4. Komisyonca başvurucunun adli yardım talebinin kabulüne karar
verilmiştir.
5. Komisyonca başvurunun kabul edilebilirlik incelemesinin Bölüm
tarafından yapılmasına karar verilmiştir.
III. OLAY VE OLGULAR
6. Başvuru formu ve eklerinde ifade edildiği şekliyle olaylar
özetle şöyledir:
7. İran İslam Cumhuriyeti vatandaşı ve 1985 doğumlu olan
başvurucu, 24/7/2015'te İstanbul Atatürk Havalimanı'ndan Türkiye’ye giriş
yaptığını belirtmektedir.
8. 29/7/2015'te erkek arkadaşı tarafından darbedilen
başvurucu, bir gün Fatih İlçe Emniyet Müdürlüğü nezarethanesinde kaldıktan
sonra 31/7/2015'te Kumkapı Geri Gönderme Merkezine (GGM/Merkez) getirilmiştir.
9. Başvurucu idari gözetim altında tutulmasına karşı İstanbul 6.
Sulh Ceza Hâkimliğine itiraz etmiştir. Sulh Ceza Hâkimliği, İstanbul Göç
İdaresi İl Müdürlüğünden istenen belgeler arasında başvurucu hakkında verilmiş
bir idari gözetim kararı bulunmadığı gerekçesiyle 23/8/2015 tarihli kararla
başvurucunun derhâl serbest bırakılmasına karar vermiştir.
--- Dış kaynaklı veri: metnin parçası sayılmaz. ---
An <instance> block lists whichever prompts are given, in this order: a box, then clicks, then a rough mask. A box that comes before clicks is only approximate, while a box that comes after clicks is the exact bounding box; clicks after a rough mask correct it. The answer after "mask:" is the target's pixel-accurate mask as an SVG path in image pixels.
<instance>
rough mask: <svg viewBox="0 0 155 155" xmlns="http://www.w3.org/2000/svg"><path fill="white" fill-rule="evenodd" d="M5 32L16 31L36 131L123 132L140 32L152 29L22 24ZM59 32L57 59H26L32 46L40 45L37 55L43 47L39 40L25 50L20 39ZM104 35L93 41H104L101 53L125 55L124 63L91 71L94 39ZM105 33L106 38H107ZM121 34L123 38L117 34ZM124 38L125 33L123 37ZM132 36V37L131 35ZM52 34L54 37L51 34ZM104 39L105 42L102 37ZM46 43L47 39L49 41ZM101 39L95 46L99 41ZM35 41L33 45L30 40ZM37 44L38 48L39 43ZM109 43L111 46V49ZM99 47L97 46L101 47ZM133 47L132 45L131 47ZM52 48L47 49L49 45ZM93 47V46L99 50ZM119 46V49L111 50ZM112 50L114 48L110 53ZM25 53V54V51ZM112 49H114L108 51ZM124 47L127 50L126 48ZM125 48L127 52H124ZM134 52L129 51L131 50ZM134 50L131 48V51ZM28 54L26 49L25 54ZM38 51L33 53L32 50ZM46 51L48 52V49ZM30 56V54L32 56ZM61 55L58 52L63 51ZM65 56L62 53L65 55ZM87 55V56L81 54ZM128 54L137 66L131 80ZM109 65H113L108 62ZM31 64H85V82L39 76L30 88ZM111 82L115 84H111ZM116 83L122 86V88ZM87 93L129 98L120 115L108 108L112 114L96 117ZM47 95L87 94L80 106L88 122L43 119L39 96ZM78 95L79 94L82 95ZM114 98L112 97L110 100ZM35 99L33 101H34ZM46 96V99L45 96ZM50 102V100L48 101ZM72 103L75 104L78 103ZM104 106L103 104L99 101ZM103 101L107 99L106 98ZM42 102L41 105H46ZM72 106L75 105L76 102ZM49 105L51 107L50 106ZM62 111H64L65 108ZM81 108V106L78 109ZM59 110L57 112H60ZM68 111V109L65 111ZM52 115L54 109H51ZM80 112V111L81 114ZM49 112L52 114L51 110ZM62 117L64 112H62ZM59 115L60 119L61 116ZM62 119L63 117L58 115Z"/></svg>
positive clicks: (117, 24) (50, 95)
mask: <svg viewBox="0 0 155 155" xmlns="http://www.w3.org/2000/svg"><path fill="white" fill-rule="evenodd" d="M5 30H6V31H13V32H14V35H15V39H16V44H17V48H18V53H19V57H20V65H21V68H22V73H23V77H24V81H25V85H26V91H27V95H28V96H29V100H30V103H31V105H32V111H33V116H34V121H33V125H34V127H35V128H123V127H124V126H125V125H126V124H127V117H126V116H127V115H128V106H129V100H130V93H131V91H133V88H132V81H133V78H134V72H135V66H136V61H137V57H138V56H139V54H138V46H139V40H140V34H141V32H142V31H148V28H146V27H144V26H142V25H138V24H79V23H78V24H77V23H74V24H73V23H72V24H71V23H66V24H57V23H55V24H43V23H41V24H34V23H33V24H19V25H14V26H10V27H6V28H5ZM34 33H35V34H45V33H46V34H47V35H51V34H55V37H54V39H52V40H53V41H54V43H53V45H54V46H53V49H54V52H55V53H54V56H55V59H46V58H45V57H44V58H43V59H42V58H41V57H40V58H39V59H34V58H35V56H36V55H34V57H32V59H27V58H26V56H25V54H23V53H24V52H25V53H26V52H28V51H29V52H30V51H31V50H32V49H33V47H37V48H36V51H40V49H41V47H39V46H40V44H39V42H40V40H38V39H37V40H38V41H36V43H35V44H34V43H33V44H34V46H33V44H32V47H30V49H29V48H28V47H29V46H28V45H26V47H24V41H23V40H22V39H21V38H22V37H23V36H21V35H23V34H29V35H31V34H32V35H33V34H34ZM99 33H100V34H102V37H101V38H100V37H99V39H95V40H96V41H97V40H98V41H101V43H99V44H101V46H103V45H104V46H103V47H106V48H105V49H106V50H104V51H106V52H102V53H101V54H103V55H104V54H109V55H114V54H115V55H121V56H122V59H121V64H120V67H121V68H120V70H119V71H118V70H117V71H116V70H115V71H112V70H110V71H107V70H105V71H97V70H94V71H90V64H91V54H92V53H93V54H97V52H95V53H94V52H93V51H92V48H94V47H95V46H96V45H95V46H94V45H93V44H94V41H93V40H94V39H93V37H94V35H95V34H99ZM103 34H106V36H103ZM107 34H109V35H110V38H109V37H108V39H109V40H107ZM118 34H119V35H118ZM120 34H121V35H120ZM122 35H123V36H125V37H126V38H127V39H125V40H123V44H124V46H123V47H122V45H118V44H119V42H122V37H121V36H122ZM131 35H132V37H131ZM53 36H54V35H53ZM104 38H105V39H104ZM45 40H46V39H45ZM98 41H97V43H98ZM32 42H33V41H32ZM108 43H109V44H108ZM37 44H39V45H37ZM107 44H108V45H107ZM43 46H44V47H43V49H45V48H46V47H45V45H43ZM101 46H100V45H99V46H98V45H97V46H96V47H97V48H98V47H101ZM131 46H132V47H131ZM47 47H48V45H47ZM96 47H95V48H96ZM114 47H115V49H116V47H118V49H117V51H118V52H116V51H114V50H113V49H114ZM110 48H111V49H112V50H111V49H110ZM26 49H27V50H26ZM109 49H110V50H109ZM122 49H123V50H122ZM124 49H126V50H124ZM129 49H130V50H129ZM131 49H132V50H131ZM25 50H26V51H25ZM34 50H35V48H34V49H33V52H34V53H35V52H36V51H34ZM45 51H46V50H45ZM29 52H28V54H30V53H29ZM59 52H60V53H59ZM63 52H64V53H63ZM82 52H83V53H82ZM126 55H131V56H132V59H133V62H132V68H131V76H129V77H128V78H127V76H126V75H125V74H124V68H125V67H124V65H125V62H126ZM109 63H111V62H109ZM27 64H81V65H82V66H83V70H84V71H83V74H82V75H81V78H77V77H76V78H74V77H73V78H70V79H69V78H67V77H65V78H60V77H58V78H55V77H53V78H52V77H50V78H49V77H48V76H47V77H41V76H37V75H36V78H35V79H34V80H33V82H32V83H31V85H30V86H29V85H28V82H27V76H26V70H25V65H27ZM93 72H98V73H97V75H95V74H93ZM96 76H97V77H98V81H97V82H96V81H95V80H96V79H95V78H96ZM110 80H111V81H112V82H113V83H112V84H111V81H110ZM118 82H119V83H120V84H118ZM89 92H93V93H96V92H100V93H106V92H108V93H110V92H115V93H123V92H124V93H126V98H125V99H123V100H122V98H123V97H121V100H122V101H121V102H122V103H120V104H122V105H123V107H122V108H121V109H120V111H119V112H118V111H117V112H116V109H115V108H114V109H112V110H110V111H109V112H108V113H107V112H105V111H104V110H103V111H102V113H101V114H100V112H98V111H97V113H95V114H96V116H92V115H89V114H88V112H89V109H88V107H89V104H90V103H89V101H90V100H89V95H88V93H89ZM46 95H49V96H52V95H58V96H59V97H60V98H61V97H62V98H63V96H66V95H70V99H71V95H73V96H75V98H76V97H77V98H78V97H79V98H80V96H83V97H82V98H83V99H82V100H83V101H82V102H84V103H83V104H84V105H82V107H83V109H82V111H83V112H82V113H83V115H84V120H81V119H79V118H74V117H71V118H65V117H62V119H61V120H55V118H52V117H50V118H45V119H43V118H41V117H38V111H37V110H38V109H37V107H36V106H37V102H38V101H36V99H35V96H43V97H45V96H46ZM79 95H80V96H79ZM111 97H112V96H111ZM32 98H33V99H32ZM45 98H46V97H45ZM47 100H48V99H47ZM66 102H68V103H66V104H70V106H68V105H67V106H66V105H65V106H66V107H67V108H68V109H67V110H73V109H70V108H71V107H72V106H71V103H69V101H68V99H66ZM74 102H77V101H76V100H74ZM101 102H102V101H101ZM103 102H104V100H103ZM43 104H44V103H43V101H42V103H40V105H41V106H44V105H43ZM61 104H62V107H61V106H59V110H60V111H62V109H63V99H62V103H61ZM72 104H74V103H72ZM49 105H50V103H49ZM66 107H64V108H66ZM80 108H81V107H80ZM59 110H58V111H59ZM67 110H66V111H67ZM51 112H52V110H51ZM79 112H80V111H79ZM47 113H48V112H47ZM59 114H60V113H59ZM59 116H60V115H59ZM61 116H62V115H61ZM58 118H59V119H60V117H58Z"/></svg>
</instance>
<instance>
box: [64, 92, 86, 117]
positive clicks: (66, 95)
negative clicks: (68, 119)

Ancak başvurucunun
sınır dışı kararına karşı İstanbul 1. İdare Mahkemesinin E.2015/1564 sayılı
dosyasında İstanbul Valiliğinin 30/7/2015 tarihli idari gözetim kararı bulunmaktadır.
10. Toplam yirmi yedi gün özgürlüğünden yoksun bırakıldıktan
sonra 23/8/2015'te salıverilen başvurucunun 22/9/2015'te yaptığı bireysel
başvuruda süre aşımı bulunmamaktadır.
11. Bireysel başvuruda bulunduktan sonra başvurucu vekili
İstanbul 1. İdare Mahkemesinin 25/12/2015 tarihli kararını ibraz etmiştir.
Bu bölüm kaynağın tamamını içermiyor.